S.pneumoniae is a relatively harmless commensal bacterium that usually lies
dormant in healthy individuals. However, once co-infected with the influenza
virus, a lethal synergism between the two can arise. Damage to the respiratory
tract from the influenza infection will aid bacterial acquisition, however, progression
also depends on the host’s immune status, sequence and timing of infection and
pathogenic strain. 19 The characteristics of the separate infections
are changed when co-infection occurs. Firstly, influenza can decrease the
mucociliary clearance of pneumococci whilst the pneumococci themselves adhere
to epithelial cells with greater virulence

This could be due to viral neuraminidase
activity. This achieved by neuraminidase disturbing the sialylated mucin found
on the epithelium, which in turn exposes binding sites for the pneumococci to
adhere to. TNF- a from virally infected cells which indirectly upregulate PAFr
further enabling pneumococci adherence. 21 As adherence deepens
further into the lungs, the excess mucus sloughs off creating an optimum
environment for the bacteria to multiply in. 20


The severe immune response to destroy these
pathogens leads to further damage to the lung epithelium. Prior to and
throughout co-infection, inflammatory cytokines IFN-a,
IFN-b, IFN-g, TNF-a and IL-6 and anti-inflammatory cytokine IL-10 are released in a
significantly greater quantity, influencing downstream events. These include
macrophagre and neutrophil recruitment. The apoptotic immune cells express
CD200 on their surface.

In summary, the immune response is
desensitised. 19 The recovery period of influenza disables the
ability of alveolar macrophages to phagocytose the pneumococci that results in
an amplified but ineffective clearing of bacteria.

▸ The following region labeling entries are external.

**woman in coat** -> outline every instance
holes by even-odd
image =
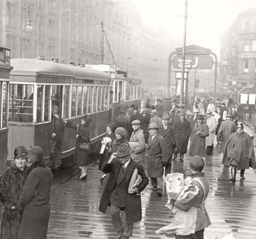
[[[191,142],[188,155],[205,157],[206,154],[205,137],[209,135],[209,128],[203,121],[203,115],[199,115],[197,120],[197,122],[194,125],[190,137]]]
[[[68,128],[71,128],[77,131],[77,141],[75,142],[74,161],[78,167],[81,167],[81,174],[80,179],[85,179],[87,177],[87,168],[89,164],[90,151],[80,148],[82,143],[90,144],[90,118],[84,115],[81,118],[81,124],[75,125],[68,121],[66,123]],[[90,145],[89,145],[90,148]]]
[[[14,164],[1,175],[1,185],[4,197],[1,201],[5,206],[0,238],[18,239],[22,210],[18,210],[19,200],[28,176],[28,151],[20,146],[14,149]]]
[[[32,146],[28,157],[32,165],[19,200],[19,207],[24,209],[19,239],[45,239],[50,213],[53,174],[43,161],[41,147]]]

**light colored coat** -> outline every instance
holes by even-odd
[[[206,146],[211,146],[214,143],[214,137],[215,137],[216,128],[217,128],[217,121],[216,118],[211,115],[206,120],[206,124],[209,128],[209,136],[205,139]]]
[[[133,151],[130,154],[130,157],[136,162],[141,162],[143,158],[146,143],[145,142],[144,134],[140,128],[134,131],[132,133],[129,140],[130,148]]]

PB1-F2 is an influenza A protein that induces
apoptosis. Viruses with increased PB1-F2 result in more severe secondary
infections. In fact, truncated PB1-F2 strains have very low virulence with
bacterial infection suggesting the important role the protein plays in
co-infection. 22


Both S. pneumoniae and the influenza virus
can cause disease in the human body when singularly infecting. However,
together, they can form a lethal synergy through secondary bacterial
infections, resulting in overstimulation of the immune response components. The
influenza virus aids the pneumococci in adherence to the pulmonary endothelium.

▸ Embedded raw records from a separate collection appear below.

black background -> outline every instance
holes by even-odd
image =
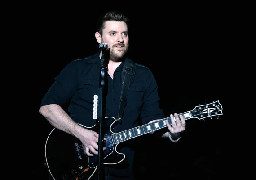
[[[234,105],[230,100],[237,96],[233,90],[236,71],[233,47],[240,38],[236,34],[238,27],[243,25],[238,24],[243,8],[210,3],[154,2],[129,8],[116,2],[42,3],[30,4],[22,16],[17,15],[14,28],[20,43],[16,47],[21,50],[16,58],[26,59],[20,61],[24,75],[17,95],[24,97],[21,106],[31,105],[22,108],[26,119],[21,126],[24,126],[26,153],[21,158],[29,165],[21,176],[49,179],[44,151],[53,127],[38,113],[41,100],[68,63],[98,50],[97,21],[102,13],[112,10],[130,16],[129,57],[152,71],[166,117],[213,101],[220,100],[223,108],[219,120],[187,121],[186,130],[177,142],[147,135],[139,138],[136,179],[224,179],[248,174],[255,168],[252,156],[245,163],[247,159],[237,153],[238,148],[244,150],[241,147],[246,144],[238,142],[237,138],[247,136],[237,134],[233,122],[236,117],[229,113]],[[252,152],[246,149],[243,155]]]

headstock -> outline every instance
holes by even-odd
[[[212,103],[196,106],[190,113],[191,118],[195,117],[199,119],[219,116],[223,114],[222,106],[218,100]]]

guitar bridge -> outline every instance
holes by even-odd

In general, S. pneumoniae is commensual and only displays symptoms when the
immune response is already compromised. Co-infection is so virulent due to the
adaptive immune response inhibiting the innate immune system whilst trying to
destroy the pnemococci bacterium. Therefore, the endothelium is almost entirely
destroyed, allowing for a systemic infection of S. pneumoniae.